Vu les autres pièces du dossier ;
Vu :
- le code de l'action sociale et des familles ;
- le code de la sécurité sociale ;
- le code de la construction et de l'habitation ;
- le code des relations entre le public et l'administration ;
- la loi n° 91-647 du 10 juillet 1991 relative à l'aide juridique ;
- le décret n° 2019-1323 du 10 décembre 2019 portant attribution d'une aide exceptionnelle de fin d'année aux bénéficiaires du revenu de solidarité active et aux bénéficiaires de l'allocation de solidarité spécifique, de la prime forfaitaire pour reprise d'activité et de l'allocation équivalent retraite ;
- le décret n° 2020-1746 du 29 décembre 2020 portant attribution d'une aide exceptionnelle de fin d'année aux bénéficiaires du revenu de solidarité active et aux bénéficiaires de l'allocation de solidarité spécifique, de la prime forfaitaire pour reprise d'activité et de l'allocation équivalent retraite ;
- le décret n° 2021-1657 du 15 décembre 2021 portant attribution d'une aide exceptionnelle de fin d'année aux bénéficiaires du revenu de solidarité active et aux bénéficiaires de l'allocation de solidarité spécifique, de la prime forfaitaire pour reprise d'activité et de l'allocation équivalent retraite ;
- le décret n° 2020-519 du 5 mai 2020 portant attribution d'une aide exceptionnelle de solidarité liée à l'urgence sanitaire aux ménages les plus précaires ;
- le décret n° 2020-1453 du 27 novembre 2020 portant attribution d'une aide exceptionnelle de solidarité liée à la crise sanitaire aux ménages et aux jeunes de moins de vingt-cinq ans les plus précaires ;
- le code de justice administrative.
La présidente du tribunal a désigné Mme Vaccaro-Planchet, vice-présidente, en application de l'article R. 222-13 du code de justice administrative.
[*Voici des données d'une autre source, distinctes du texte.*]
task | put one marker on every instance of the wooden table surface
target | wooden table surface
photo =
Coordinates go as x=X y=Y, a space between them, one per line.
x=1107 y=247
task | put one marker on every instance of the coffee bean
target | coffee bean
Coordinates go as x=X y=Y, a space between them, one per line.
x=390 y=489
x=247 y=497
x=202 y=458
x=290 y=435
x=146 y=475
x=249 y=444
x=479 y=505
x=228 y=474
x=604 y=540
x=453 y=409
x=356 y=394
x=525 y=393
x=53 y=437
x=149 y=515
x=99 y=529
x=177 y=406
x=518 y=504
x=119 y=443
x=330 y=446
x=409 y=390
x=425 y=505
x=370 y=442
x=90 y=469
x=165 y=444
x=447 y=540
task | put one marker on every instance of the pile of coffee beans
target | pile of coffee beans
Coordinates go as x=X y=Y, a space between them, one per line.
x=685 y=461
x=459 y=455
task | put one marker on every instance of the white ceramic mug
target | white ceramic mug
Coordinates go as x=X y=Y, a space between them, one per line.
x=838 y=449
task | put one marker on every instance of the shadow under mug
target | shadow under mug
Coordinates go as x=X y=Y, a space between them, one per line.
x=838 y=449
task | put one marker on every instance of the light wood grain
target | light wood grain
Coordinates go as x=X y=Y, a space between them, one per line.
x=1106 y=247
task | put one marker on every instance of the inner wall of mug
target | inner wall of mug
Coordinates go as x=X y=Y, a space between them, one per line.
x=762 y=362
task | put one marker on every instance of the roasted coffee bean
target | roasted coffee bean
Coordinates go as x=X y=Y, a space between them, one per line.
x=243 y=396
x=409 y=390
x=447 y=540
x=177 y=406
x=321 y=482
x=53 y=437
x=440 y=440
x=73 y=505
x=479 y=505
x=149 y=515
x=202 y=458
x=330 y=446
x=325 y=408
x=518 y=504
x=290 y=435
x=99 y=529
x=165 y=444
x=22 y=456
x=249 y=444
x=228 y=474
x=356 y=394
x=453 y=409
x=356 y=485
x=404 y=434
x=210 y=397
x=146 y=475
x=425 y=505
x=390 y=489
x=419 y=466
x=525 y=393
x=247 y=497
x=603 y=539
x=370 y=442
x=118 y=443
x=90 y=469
Le rapporteur public a été dispensé, sur sa proposition, de prononcer des conclusions à l'audience.
Les parties ont été régulièrement averties du jour de l'audience.
Ont été entendu au cours de l'audience publique :
- le rapport de Mme Vaccaro-Planchet, présidente,
- et les observations de Me Rey représentant la métropole de Lyon.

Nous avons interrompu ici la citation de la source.